What is an angioplasty?
An angioplasty, commonly called percutaneous transluminal coronary angioplasty, is a nonsurgical procedure performed to treat atherosclerosis by widening the artery and restoring blood flow to the affected area.
Why is an angioplasty done?
Atherosclerosis is the buildup of plaque inside the coronary arteries. Plaque is made of fat, cholesterol, calcium, and other substances found in the blood. Over time the plaque hardens and narrows the passageway through the arteries. Angioplasty pushes the plaque to the sides of the arterial wall, thereby opening the vessel and allowing blood to flow through.

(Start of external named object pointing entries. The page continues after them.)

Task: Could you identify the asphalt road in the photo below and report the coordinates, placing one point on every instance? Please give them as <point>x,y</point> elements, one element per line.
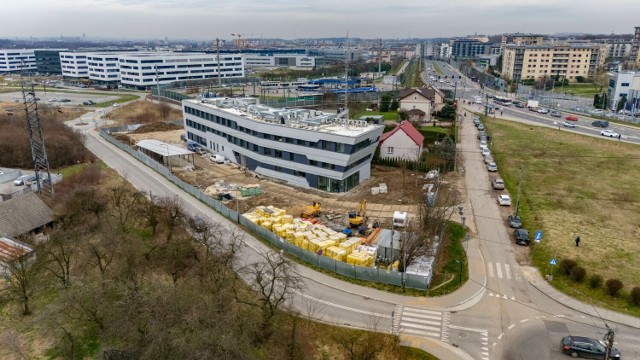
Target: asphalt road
<point>493,316</point>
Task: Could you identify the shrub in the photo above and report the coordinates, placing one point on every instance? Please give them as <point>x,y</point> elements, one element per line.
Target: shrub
<point>635,296</point>
<point>566,265</point>
<point>595,281</point>
<point>613,286</point>
<point>578,273</point>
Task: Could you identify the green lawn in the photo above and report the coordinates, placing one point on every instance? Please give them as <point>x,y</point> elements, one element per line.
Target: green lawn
<point>576,185</point>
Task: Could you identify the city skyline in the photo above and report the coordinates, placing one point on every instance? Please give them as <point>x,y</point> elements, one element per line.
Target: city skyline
<point>204,20</point>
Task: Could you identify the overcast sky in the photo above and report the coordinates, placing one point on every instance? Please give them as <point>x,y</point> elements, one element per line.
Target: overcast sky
<point>289,19</point>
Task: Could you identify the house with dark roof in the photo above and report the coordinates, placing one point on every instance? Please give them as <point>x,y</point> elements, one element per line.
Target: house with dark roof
<point>24,214</point>
<point>420,103</point>
<point>403,142</point>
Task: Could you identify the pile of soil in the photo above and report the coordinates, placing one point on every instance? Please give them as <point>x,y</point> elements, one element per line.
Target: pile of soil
<point>156,126</point>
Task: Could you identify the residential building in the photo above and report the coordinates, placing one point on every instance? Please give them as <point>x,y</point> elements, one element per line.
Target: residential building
<point>403,142</point>
<point>14,60</point>
<point>143,70</point>
<point>567,61</point>
<point>468,48</point>
<point>624,86</point>
<point>306,148</point>
<point>48,61</point>
<point>423,100</point>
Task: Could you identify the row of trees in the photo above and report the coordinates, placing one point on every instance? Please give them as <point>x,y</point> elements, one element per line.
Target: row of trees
<point>129,277</point>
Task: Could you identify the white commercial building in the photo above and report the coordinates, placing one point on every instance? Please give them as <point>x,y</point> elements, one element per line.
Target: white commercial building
<point>279,60</point>
<point>143,70</point>
<point>306,148</point>
<point>14,60</point>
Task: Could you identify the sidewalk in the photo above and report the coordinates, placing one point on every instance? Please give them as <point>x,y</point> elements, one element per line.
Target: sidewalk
<point>534,278</point>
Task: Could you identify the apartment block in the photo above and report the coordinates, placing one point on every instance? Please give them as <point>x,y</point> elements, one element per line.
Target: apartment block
<point>567,61</point>
<point>14,60</point>
<point>305,148</point>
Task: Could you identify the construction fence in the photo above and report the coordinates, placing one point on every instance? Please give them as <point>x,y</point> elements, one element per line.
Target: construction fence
<point>372,274</point>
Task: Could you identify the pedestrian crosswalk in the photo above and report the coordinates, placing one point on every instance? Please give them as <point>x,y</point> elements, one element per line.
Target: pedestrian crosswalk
<point>421,322</point>
<point>502,271</point>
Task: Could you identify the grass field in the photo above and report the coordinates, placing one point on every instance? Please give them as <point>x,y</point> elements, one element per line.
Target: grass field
<point>576,185</point>
<point>583,90</point>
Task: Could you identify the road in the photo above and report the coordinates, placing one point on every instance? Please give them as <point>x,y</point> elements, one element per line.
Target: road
<point>490,317</point>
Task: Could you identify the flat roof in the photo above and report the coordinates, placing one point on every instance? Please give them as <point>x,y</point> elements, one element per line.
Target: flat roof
<point>306,119</point>
<point>162,148</point>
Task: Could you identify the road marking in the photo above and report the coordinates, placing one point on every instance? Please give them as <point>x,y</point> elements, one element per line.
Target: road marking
<point>423,322</point>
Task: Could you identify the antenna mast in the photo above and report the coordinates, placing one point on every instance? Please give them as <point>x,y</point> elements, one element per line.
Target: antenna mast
<point>38,151</point>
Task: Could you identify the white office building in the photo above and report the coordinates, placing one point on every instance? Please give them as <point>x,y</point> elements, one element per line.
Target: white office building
<point>143,70</point>
<point>279,60</point>
<point>74,65</point>
<point>14,60</point>
<point>303,147</point>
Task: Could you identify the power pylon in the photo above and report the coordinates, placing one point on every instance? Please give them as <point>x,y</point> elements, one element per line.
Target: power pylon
<point>38,150</point>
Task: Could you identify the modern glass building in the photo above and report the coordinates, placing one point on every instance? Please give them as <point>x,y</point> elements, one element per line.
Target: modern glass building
<point>306,148</point>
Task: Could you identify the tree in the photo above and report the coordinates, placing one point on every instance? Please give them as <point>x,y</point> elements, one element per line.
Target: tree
<point>21,281</point>
<point>274,280</point>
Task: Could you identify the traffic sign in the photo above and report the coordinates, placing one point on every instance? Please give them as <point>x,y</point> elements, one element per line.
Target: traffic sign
<point>538,236</point>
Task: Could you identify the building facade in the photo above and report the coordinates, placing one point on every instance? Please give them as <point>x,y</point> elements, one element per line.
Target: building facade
<point>48,61</point>
<point>566,61</point>
<point>279,60</point>
<point>624,91</point>
<point>15,60</point>
<point>302,147</point>
<point>468,48</point>
<point>143,70</point>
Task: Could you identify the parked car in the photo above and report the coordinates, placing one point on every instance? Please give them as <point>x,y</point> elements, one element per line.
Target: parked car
<point>497,184</point>
<point>581,346</point>
<point>522,236</point>
<point>600,123</point>
<point>514,221</point>
<point>609,133</point>
<point>504,200</point>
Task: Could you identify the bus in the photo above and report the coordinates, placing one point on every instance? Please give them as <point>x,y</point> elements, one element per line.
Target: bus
<point>501,100</point>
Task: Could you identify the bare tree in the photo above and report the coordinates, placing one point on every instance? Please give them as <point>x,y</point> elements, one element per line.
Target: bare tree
<point>21,281</point>
<point>274,280</point>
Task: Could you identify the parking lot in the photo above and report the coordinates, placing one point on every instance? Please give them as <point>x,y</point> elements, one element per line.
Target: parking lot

What to expect during this procedure
You will be awake, but you will receive local anesthesia near the site of the procedure as well as pain medicine along with a sedative to help you relax. During the procedure, a tube or catheter will be inserted through an artery in your arm or leg. A small balloon at the end of the catheter is inflated, widening the area of the blocked artery. After the artery is stretched, the balloon is deflated and removed. Your doctor might inflate and deflate the balloon several times before it's removed, depending on the amount of blockage, stretching the artery a bit more each time.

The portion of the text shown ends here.